Would someone be able to check my work on this question:
Suppose that $Y_1,Y_2,…,Y_5$ is a random sample from a uniform distribution over the interval (0, theta). Determine if the followng estimators for theta are unbiased or biased
a) $\theta = \dfrac{2}{5}(Y_1 + Y_2 +Y_3 + Y_4 + Y_5)$
b) $\theta = Y_{(5)}$, the fifth order statistic
a) $\theta = \dfrac{2}{5}(Y_1 + Y_2 +Y_3 + Y_4 + Y_5)$
$$E(\theta) = E(\dfrac{2}{5}(Y_1 + Y_2 +Y_3 + Y_4 + Y_5))$$
$$ = \dfrac{2}{5}E((Y_1 + Y_2 +Y_3 + Y_4 + Y_5))$$
$$ = \dfrac{2}{5}(E(Y_1) + E(Y_2) + E(Y_3) + E(Y_4) + E(Y_5))$$
$$E(Y_i) = \dfrac{0+\theta}{2} = \dfrac{\theta}{2}$$
$$E(\theta) = \dfrac{2}{5}(\dfrac{\theta}{2} + \dfrac{\theta}{2} + \dfrac{\theta}{2} + \dfrac{\theta}{2} + \dfrac{\theta}{2})
= \dfrac{2}{5}(\dfrac{5 \theta}{2}) = \theta$$
Thus, the estimator is biased
b)
$$g_(5) = n[F(y)]^{n-1} f(y)$$
$$F(y) = \int_{0}^{y} \dfrac{1}{\theta} dt = \dfrac{y}{\theta}$$
$$g_(5) = 5[\frac{y}{\theta}]^4 (\dfrac{1}{\theta}) = \dfrac{5y^4}{\theta^5}$$
$$E(\theta) = E(\dfrac{5y^4}{\theta^5}) = y*\dfrac{5y^4}{\theta ^5} = \dfrac{5y^5}{\theta ^5}$$
Thus, the estimator is biased
I felt really uncertain of my work, I really appreciate any help!
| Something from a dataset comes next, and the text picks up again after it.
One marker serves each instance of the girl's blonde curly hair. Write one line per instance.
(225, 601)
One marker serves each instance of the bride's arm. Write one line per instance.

Thanks in advanced!
Best Answer
Your calculation of (a) is correct, but your conclusion should say "unbiased," since you found that the expectation equals the parameter.
Regarding (b), I would proceed from more elementary principles: $$\begin{align*} F_{Y_{(5)}}(y) &= \Pr[Y_{(5)} \le y] \\ &= \prod_{i=1}^5 \Pr[Y_i \le y] \\ &= (F_{Y}(y))^5 \\ &= (y/\theta)^5, \end{align*}$$ hence $$f_{Y_{(5)}}(y) = 5y^4/\theta^5, \quad 0 \le y \le \theta.$$ Up to this point, your solution is correct. However, it follows that $$\operatorname{E}[Y_{(5)}] = \int_{y=0}^\theta y \cdot \frac{5y^4}{\theta^5} \, dy = \frac{5}{\theta^5} \left[ \frac{y^6}{6} \right]_{y=0}^\theta = \frac{5}{6}\theta.$$ Therefore this estimator is biased. You can also see how to modify this estimator to make it unbiased in the general case of a sample size of $n \ge 1$; e.g., you could choose $$\hat\theta = \frac{n+1}{n} Y_{(n)}.$$